As to when I finally do slow down and expire...I'd be cool if a few CRBs were tossed into the casket. 🙃
 

aramis erak

Legend
I've been considering a purge... but most of what I would has better received editions currently in print and PDF. Like my HSR4/5/5r materials. about 1 cu ft thereof.
I could probably get good money for my read once D&D 3.0...
 

Warpiglet-7

Lord of the depths
Keep it up dudes! I am playing shooters here and there and holding my own…

My main new stimulation is learning more crafting with foam…my dungeon has grown…been magnetizing it etc and learning along the way…

I just can’t allocate the time to learn new strategy games.

In truth, I feel like I am still learning about D&D.

It’s a time thing for me…work and family means I have to be more focused in how I spend time. I don’t know though…learning new complicated games has gotten harder since I don’t have time to practice
And gain procedural memory.
 

aramis erak

Legend
Makes no sense to waste money on games you'll never play - or only play once.

It isn't "Minimalist" to spend your money on what you really need. It's smart. Like the OP I have only a few games (Rules Cyclopedia, Mutants & Masterminds, GURPS 4e and a few quick-starts).
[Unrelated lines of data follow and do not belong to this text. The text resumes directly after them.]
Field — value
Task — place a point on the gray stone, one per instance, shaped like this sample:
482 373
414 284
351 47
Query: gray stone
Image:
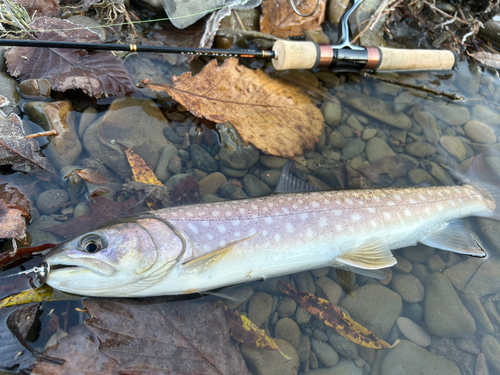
409 358
408 287
375 307
324 352
445 315
51 201
271 362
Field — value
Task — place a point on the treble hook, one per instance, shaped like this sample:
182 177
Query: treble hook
304 15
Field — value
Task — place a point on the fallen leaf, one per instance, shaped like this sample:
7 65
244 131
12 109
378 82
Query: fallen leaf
243 330
275 117
98 74
334 318
44 293
153 336
81 354
140 170
487 58
23 154
102 210
279 19
12 353
14 213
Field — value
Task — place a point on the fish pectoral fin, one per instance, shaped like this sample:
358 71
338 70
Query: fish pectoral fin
373 255
455 237
210 259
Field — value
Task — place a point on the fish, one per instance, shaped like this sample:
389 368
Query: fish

I get that there's 'game collectors' who have the kind of income that enables them to engage in fashionable consumption. That's nice. But, some of us have more important things to spend money on. Especially with rpgs costing five to ten times what they cost forty years ago.
The value of the dollar (US, CA, AU) is roughly 1/5 what it was 40 years ago. And in certain fields, as weak as 1/10 what it was (real estate/housing). (And minimum wage only trebled.)

In real terms, the prices are essentially the same for non-licensed games, but the production quality is higher, largely due to desktop publishing and spellcheck. The shift in the 80's to DTP radically improved the top few tiers' look. The 00's rise in computer performance resulted in many of the lower tiers catching up.

Big name licensed games are more expensive than they had been... but not a lot more.